The purpose of considering the painting art style rendering method is to achieve style loss and content loss, that is, to minimize equation (10). Therefore, the method proposed in this paper can be compared with the original CycleGAN + PAN [21] model in terms of measuring the extent of the successful reduction of the loss function. This paper uses the three compared methods to train 50, 100, and 200 images to record the value of equation (10) for each group of training. The loss function values of the three different sizes of images are shown in Figure 9. It can be seen from Figure 9 that, no matter for low-resolution or high-resolution images, the perceptual adversarial network can more effectively minimize the loss function.

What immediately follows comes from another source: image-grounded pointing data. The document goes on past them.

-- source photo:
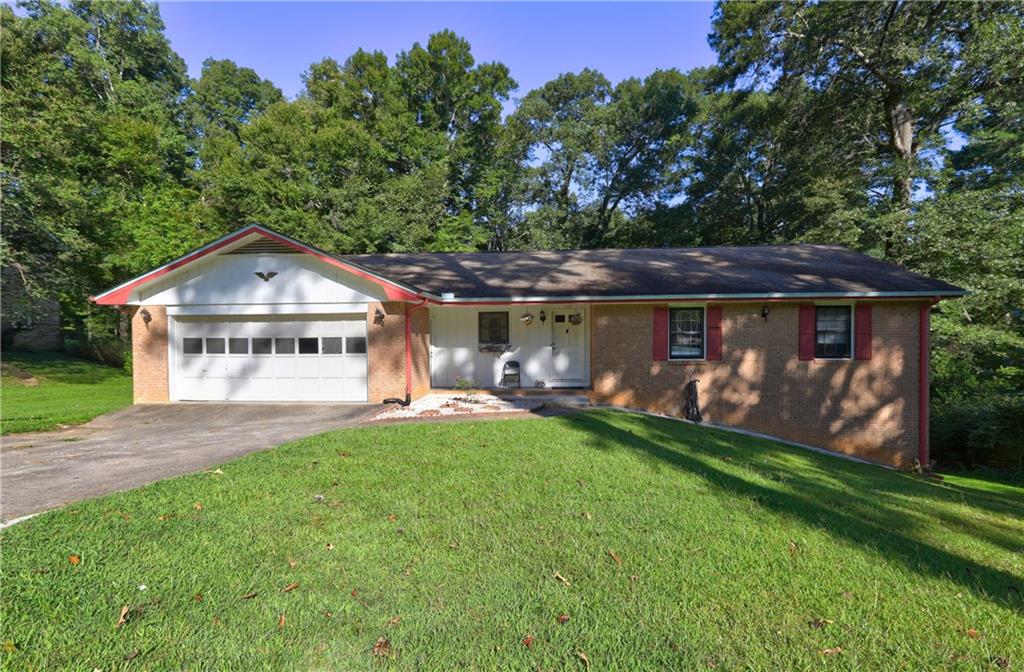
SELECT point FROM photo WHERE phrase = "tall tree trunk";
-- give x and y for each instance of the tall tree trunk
(901, 143)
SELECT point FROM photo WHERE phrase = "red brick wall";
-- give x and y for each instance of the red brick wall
(148, 344)
(868, 408)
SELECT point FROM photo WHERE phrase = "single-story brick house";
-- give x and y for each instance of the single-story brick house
(812, 343)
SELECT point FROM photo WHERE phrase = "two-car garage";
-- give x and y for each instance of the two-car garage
(268, 359)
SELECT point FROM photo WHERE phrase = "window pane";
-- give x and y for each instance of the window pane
(832, 338)
(332, 345)
(494, 327)
(686, 333)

The method proposed in this paper improves the convergence speed more than the original CycleGAN model. As shown in Figure 10, CycleGAN model, CycleGAN + PAN model, and improved CycleGAN + PAN model are trained on the same data set, and the inception score is used to measure the quality and variety of style rendering images. In the case of the same number of iterations, the higher the evaluation score is, the better the quality of the style rendering image is and the faster the convergence speed is obtained. In the experimental results of the three models, the improved CycleGAN + PAN model can converge faster and obtain higher evaluation scores. Through the convergence speed comparison experiment, we can see that the improved CycleGAN + PAN model proposed in this paper has a faster convergence speed and better stylized image quality.

6. Conclusion

In this paper, we select the characteristics of the PAN model and CycleGAN model and combine the advantages of such two models to construct the image painting art style rendering system. The discriminator updates parameters to explore the difference between generated images and style image, and the image conversion network uses the discriminant network to proceed before feed training until the difference is minimized to the optimal image conversion model. Such two models are alternately updated according to the perceptual loss. Experimental results have shown that, compared with the original CycleGAN network with the ResNet module, this paper adopts the improved CycleGAN + PAN image style rendering system based on perceptual confrontation loss. The style rendering effect is better, and the learned style can be rendered to new painting art style image to obtain a clearer performance effect. In future research, further optimization of the network structure and loss function will be considered in our researches. In terms of color and texture, the structural similarity and semantic consistency of content maps and style maps will be enhanced for novel combination of network structure and loss functions.

Data Availability

The experimental data used to support the findings of this study are available from the corresponding author upon request.

Conflicts of Interest

The authors declare that they have no conflicts of interest regarding this work.